Micro.one will not have source feeds

Off and on for years I had been trying to figure out what a more slimmed down version of Micro.blog would look like. Maybe text-only blog posts, no photos? Maybe only short posts, or only long-form posts? Maybe some limit with podcasting? But taking away certain features undermines the mission of helping people blog.

We can’t disable custom domain names, for example, even though that’s an obvious point to upsell, because domain names are at the core of what the product is.

Finally, I figured it out: we can remove the Sources page. Source feeds are Micro.blog’s plumbing, how it routes posts between blogs and the social web. When you post to your blog, it’s generating RSS and JSON feeds, which are then read back in to copy posts to Micro.blog’s timeline and cross-post to Bluesky, Threads, and elsewhere. This flexible is what gives Micro.blog the unique power of bringing external RSS feeds (not hosted on Micro.blog) into the timeline.

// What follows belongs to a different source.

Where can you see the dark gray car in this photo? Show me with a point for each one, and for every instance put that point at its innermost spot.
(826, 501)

You can still have your own blog without external feeds and cross-posting to other services, though. And you can still connect to the fediverse because ActivityPub is baked into the platform.

So that’s what we’re doing for Micro.one. Removing the Sources page hides some of the complexity, eliminating one of the most powerful but confusing parts of Micro.blog. When you use Micro.one, you can blog and people on Mastodon can still follow you, but there’s less to configure.

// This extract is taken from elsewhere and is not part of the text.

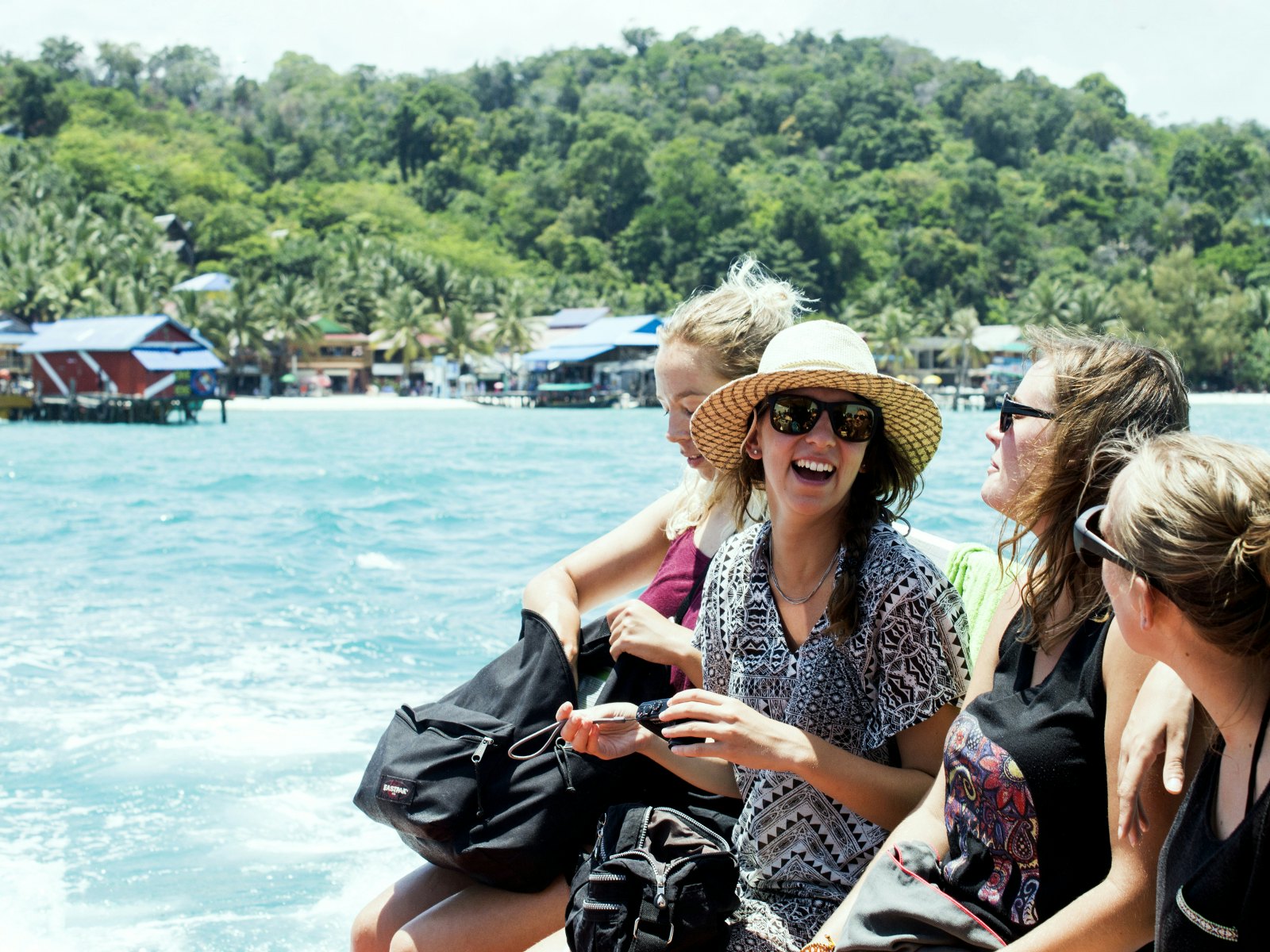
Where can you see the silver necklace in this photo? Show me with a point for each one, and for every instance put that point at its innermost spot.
(772, 573)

I hear some of you saying: “But wait, I use the Sources page to add WordPress or Glass feeds, and to cross-post to Threads and Bluesky.” Great! Keep using it.

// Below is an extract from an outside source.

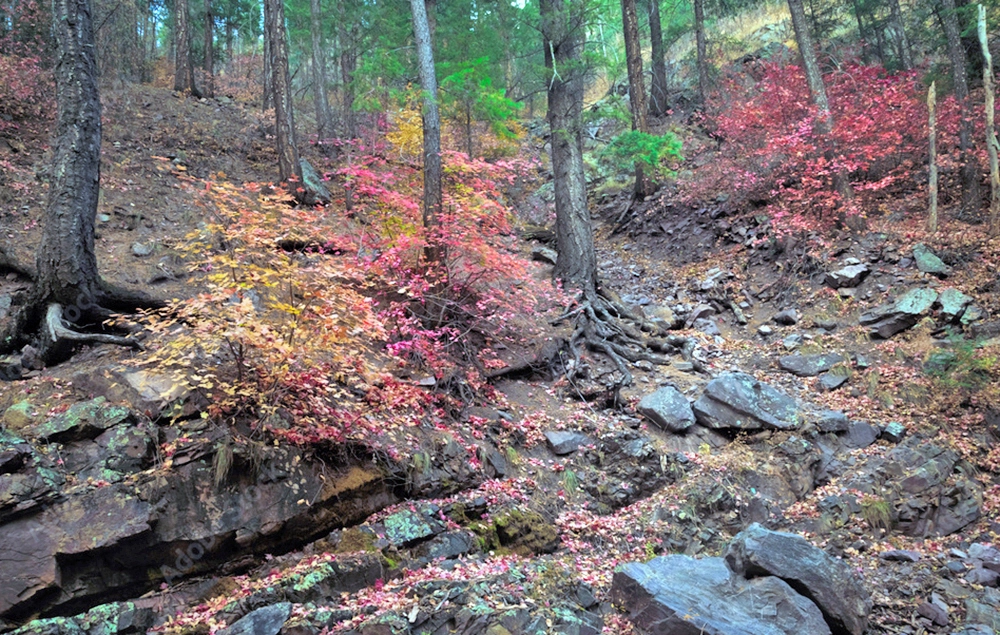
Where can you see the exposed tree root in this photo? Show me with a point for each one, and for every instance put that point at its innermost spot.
(57, 330)
(602, 326)
(45, 323)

Micro.one does not replace Micro.blog. It’s a new option for people who aren’t using Micro.blog yet. If you are using Micro.blog, you are already in the right place.

If someone signs up for Micro.one and they later need the extra advanced features and cross-posting, they can upgrade from the $1 Micro.one subscription to the standard $5 Micro.blog subscription. It’s a natural upgrade without gimmicks.

Micro.one will be a complete product. No nags that make you feel you’re missing half the story. In some ways it’s a new foundation and new brand. It will evolve. I can’t wait to open it up in just a couple days.